Nilai tradisinya, tak jauh-jauh dari yang diungkap Petrus. Perempuan itu harta yang tak ternilai sehingga perempuan harus dihormati sepanjang hidupnya.
Keyakinan dipelihara
Direktur Festival Lamaholot dari Keuskupan Larantuka, Thomas Labina, mengungkapkan, festival ini dibuat atas dasar kebutuhan. Jadi, bukan semata bersinergi dengan program Indonesiana dari pemerintah pusat.
”Kita membuat festival ini karena kebutuhan. Kalau tidak demikian, festival ini hanya sekadar seremonia,” ujar Thomas di Adonara.
Kebutuhan itu salah satunya untuk memelihara keyakinan terhadap suatu nilai tradisi. Seperti nilai tradisi yang tertuang dalam falsafah gading untuk belis atau mahar itu.
Thomas mengungkapkan, kebutuhan sebetulnya jauh dari sekadar memelihara keyakinan akan suatu nilai tradisi. Ada kebutuhan lain yang diselaraskan agar berdampak makin luas.
”Dulu, orang berbuat salah itu takut. Sekarang, orang melakukan kesalahan dan hanya akan merasa dosa ketika kesalahan itu diketahui orang lain,” kata Thomas.
Bahkan, kemunduran terjadi luar biasa. Kesalahan yang tidak bisa diketahui orang lain sekarang dianggap menjadi sebuah prestasi. ”Melalui Festival Lamaholot, melalui ekspresi nilai-nilai seni tradisi, nilai dasar kejujuran ini ingin dibangkitkan,” ujar Thomas.

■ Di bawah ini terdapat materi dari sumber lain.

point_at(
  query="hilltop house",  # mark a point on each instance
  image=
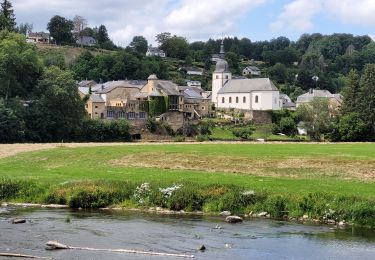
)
(138, 100)
(251, 70)
(335, 100)
(86, 41)
(154, 51)
(192, 71)
(38, 37)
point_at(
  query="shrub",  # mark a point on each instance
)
(276, 206)
(288, 126)
(186, 198)
(9, 188)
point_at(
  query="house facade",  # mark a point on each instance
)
(335, 100)
(38, 38)
(154, 51)
(251, 70)
(177, 105)
(258, 94)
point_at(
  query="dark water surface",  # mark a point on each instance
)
(253, 239)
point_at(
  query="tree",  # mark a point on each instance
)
(318, 118)
(366, 106)
(61, 30)
(139, 44)
(59, 104)
(176, 47)
(7, 18)
(351, 93)
(79, 24)
(12, 128)
(19, 66)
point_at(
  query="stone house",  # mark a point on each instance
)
(335, 100)
(38, 37)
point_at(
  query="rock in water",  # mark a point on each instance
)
(18, 221)
(225, 213)
(233, 219)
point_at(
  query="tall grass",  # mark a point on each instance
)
(191, 196)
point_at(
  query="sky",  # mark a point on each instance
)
(204, 19)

Sepanjang dua hari Festival Lamaholot di Adonara banyak diwarnai tarian tradisi, seperti halnya di Larantuka. Ketika rombongan Bupati Flores Timur tiba di Pelabuhan Adonara, ritual penyambutan dengan makan sirih dan pinang serta arak digelar.
Sesudahnya, tarian Hedung sebagai ritual penjemputan kwsatria dilangsungkan. Setiba di jalan menuju panggung di Desa Kiwangona, tarian tradisi lainnya menyambut.
Ada tarian Sole khas Adonara yang dilakukan secara massal. Mereka membentuk beberapa lingkaran. Di antara satu sama lain harus saling melingkarkan lengan masing-masing dan menari bersama membentuk lingkaran.
Sole sangat populer di Adonara. Muda-mudi kerap terlibat menarikannya dan tak ayal lagi menjadikannya sebagai ajang untuk menemukan jodoh.
Mereka memberikan berbagai nama untuk ragam tarian Sole ini. Ada ragam Sole Dolo dan Oha, Liang, Beku, Liang Smosok dan Brotok, Nama Ula, Lebe, serta Lilin.
Pada hari penutupan Festival Lamaholot di Adonara, tarian Sole Oha digelar sepanjang malam hingga subuh. Tarian itu digelar di sebuah lapangan bola di Desa Karing Lamalouk.
Dominikus Dei (72), salah satu maestro tarian Sole Oha, menceritakan, tak jarang pasangan muda-mudi menemukan jodohnya saat menarikan tarian ini. Senda gurau dan kegembiraan terasa teramat kental di situ.
”Di tarian itu ada aturan, kalau saja ada seorang gadis berteriak kencang akibat dicolek seorang pemuda, maka pemuda itu bisa dikenai denda gading,” tutur Dei.